You are viewing a plain text version of this content. The canonical link for it is here.

Posted to user@cassandra.apache.org by Owen Davies <Ow...@logmein.com> on 2012/08/02 12:47:04 UTC

Is large number of columns per row a problem?

We want to store a large number of columns in a single row (up to about 100,000,000), where each value is roughly 10 bytes.

We also need to be able to get slices of columns from any point in the row.

We haven't found a problem with smaller amounts of data so far, but can anyone think of any reason if this is a bad idea, or would cause large performance problems?

If breaking up the row is something we should do, what is the maximum number of columns we should have?

We are not too worried if there is only a small performance decrease, adding more nodes to the cluster would be an option to help make code simpler.

Thanks,

Owen Davies

Re: Is large number of columns per row a problem?

Posted by Filippo Diotalevi <fi...@ntoklo.com>.

Hi,

On Thursday, 2 August 2012 at 11:47, Owen Davies wrote:

> We want to store a large number of columns in a single row (up to about 100,000,000), where each value is roughly 10 bytes.
>  
> We also need to be able to get slices of columns from any point in the row.
>  
> We haven't found a problem with smaller amounts of data so far, but can anyone think of any reason if this is a bad idea, or would cause large performance problems?

my experience with wide rows & cassandra is not positive.

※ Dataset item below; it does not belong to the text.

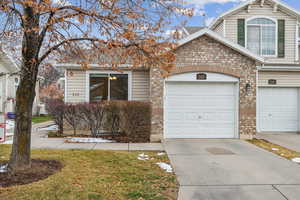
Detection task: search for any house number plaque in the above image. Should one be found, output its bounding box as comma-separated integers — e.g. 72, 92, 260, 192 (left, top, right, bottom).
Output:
196, 73, 207, 80
268, 79, 277, 85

We used to have rows of a few hundred megabytes each, to be read during Map Reduce computation, and that caused many issues, especially with timeouts reading the rows (with cassandra under a medium write load) and OutOfMemory exceptions.

The solution in our case was to "shard" (timebucket) the rows into smaller pieces (a few megabytes each).

The situation might have changed with Cassandra 1.1.0, which claims to have some "wide row" support, but I haven't been able to test that.

>  
> If breaking up the row is something we should do, what is the maximum number of columns we should have?
>  
> We are not too worried if there is only a small performance decrease, adding more nodes to the cluster would be an option to help make code simpler.

I don't have a precise figure, but I'd limit row size to less than 100MB… much less, if possible. In general, my experience is that hundred of millions of small rows don't cause issues, but having just a few very wide rows will cause timeouts and, in worst cases, OOM.

--  
Filippo Diotalevi